Friday, May 13, 2016

IMF independently predict disaster if UK leaves EU shocker!

The economic powers that be all predicted catastrophe if we didn’t join the Euro. They all failed to predict the global crash of 2008. Now they are all predicting disaster if we leave the EU. The IMF, OECD and Treasury all predict the economy will be anywhere between 1.5% to 9% smaller in 2030 than if we stayed in the EU. Let’s be clear what that means. We won’t be 1.5% poorer than we are now, but that we will be 1.5% less rich than we would have been if we knuckled under to the EU, and meekly accepted becoming part of a country called Europe.

I’ve comprehensively debunked their figures here and here. But even if the economic establishment have got their sums right for once (please suspend your disbelief), are we really prepared to chuck away all the civil and democratic rights won by our ancestors since Magna Carta for a miserable £1.50 for every £100 we earn?

But where project complete bollox really goes into overdrive, is in the insistence that there will be NO economic upside to leaving the EU. No scenario in which the UK would be better off out. Let’s look how the economic establishment comes up with these fishy figures

1. They all used broadly the same starting point.

2. They all used broadly the same mathematical model.

3. They all make broadly the same assumptions.

Therefore, it’s no surprise they come up with roughly the same result. So how have they done it?

1. The starting point is uncontroversial. We can all agree that we are currently in the EU, have a GDP of approximately £1.8 trillion and have no trade deals of our own.

2. The model. They all use something called the “gravity model”. Some insist this is discredited. It doesn't matter, with the assumptions made the result would not be that different regardless of model.

3. The assumptions are as follows:

a) We keep all existing EU regulations because we love them. This isn't just controversial, it's inane drivel. One of the main reasons for leaving the EU is daft regulations.

b) We take an age about negotiating a new deal with the EU. This is possible, as we don't know if the common sense merchants or vindictive bureaucrats will win the day. What we do know is that we buy more from them than they do from us, so they would do more actual damage to their own economy than to ours. Just imagine the meeting where Angela Merkel tells the CEO’s of BMW, VWAudi, Mercedes and Porsche. “Hello, I’m going to support punitive economic sanctions on the country which takes 20% of your car exports.” No, I can’t imagine it either.

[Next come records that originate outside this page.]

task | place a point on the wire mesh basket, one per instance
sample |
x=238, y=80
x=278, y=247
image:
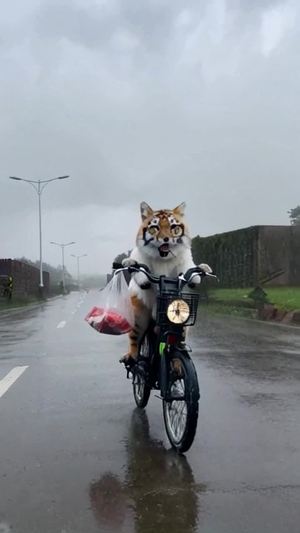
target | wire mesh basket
x=188, y=309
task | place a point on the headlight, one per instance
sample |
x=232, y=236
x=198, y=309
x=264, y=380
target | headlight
x=178, y=311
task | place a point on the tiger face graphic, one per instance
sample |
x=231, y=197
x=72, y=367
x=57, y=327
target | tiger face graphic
x=163, y=234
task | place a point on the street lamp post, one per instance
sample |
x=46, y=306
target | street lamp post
x=63, y=245
x=39, y=186
x=78, y=257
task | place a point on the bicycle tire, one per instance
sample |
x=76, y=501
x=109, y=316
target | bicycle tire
x=182, y=439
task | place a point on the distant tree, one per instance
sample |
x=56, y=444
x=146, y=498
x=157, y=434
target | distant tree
x=294, y=215
x=55, y=272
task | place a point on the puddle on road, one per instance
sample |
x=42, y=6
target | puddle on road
x=158, y=493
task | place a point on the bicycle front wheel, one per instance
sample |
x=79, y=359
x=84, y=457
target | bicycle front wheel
x=141, y=387
x=181, y=406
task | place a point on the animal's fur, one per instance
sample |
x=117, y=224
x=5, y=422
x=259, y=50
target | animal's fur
x=164, y=245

c) We do no trade deals with anyone else, or at least are very slow at it. EU slow, rather than say Australia quick. This isn't plausible. An EU free trade deal has to please 28 countries. We just have to please ourselves. As well as getting rid of regulation, one of the things the leave camp favour is free trade, whether that be with the Commonwealth, the Anglo-sphere or in fact almost everywhere.

There are many good reasons to leave the EU, for most of us it is the desire not to become part of a country called Europe. We want to revitalize our democracy and return to honest, accountable politics. As Dan Hannan said “We fought a civil war in this country to establish the principle that laws should not be passed nor taxes raised except by our own elected representatives.” Today, that power, that we won in a bloody Civil War, is vested in European Commissioners, most of whom owe their position to having lost elections. Economic isolationism isn’t a reason to leave the EU, it is a reason to stay in. Once out, in Churchill’s words, “we will choose the open sea”, not a stagnating EU which has only just managed to raise its economic growth above that of Antarctica.